Remember how a couple of weeks ago Federal Reserve President Neel Kashkari told the investing community he was in no hurry to raise rates?
The previous day Fed Chair Janet Yellen had spoken. At that time the markets were assigning an approximately 35%-40% chance of a Fed hike at the March meeting. Instead of guiding towards a hike, Yellen ducked, and when combined with Kashkari’s comments, the market assumed the Fed would once again err on the side of raising later rather than sooner.
But the following week the Fed’s tone changed.

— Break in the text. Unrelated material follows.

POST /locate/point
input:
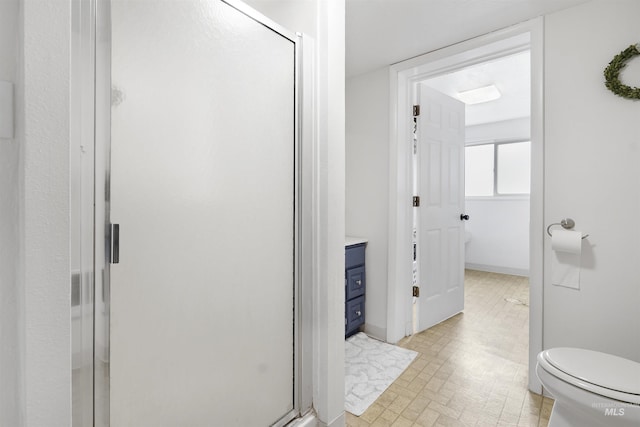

Suddenly the talk became much more hawkish. Instead of using words like “likely needed,” Fed officials flat out guided towards 3 hikes. And then yesterday when Dudley (who is considered more senior and would most likely not speak without Yellen’s approval) affirmed the recent hawkish rhetoric, the markets immediately repriced the odds of a March hike to a near certainty.
There was no gradual walking up of expectations. In the final week before the blackout period, Fed officials brutally tossed the market for a loop.
I stumbled upon a terrific post in Bloomberg’s Market Wrap Live Blog from Cameron Crise that illustrates the severity of the move.
Yesterday was the largest one day change in near month Fed funds expectations since the credit crisis.
The truly amazing part is that the Federal Reserve is supposedly “data dependent” but there was no data to justify the change. Usually this sort of move occurs when there is a surprise economic release.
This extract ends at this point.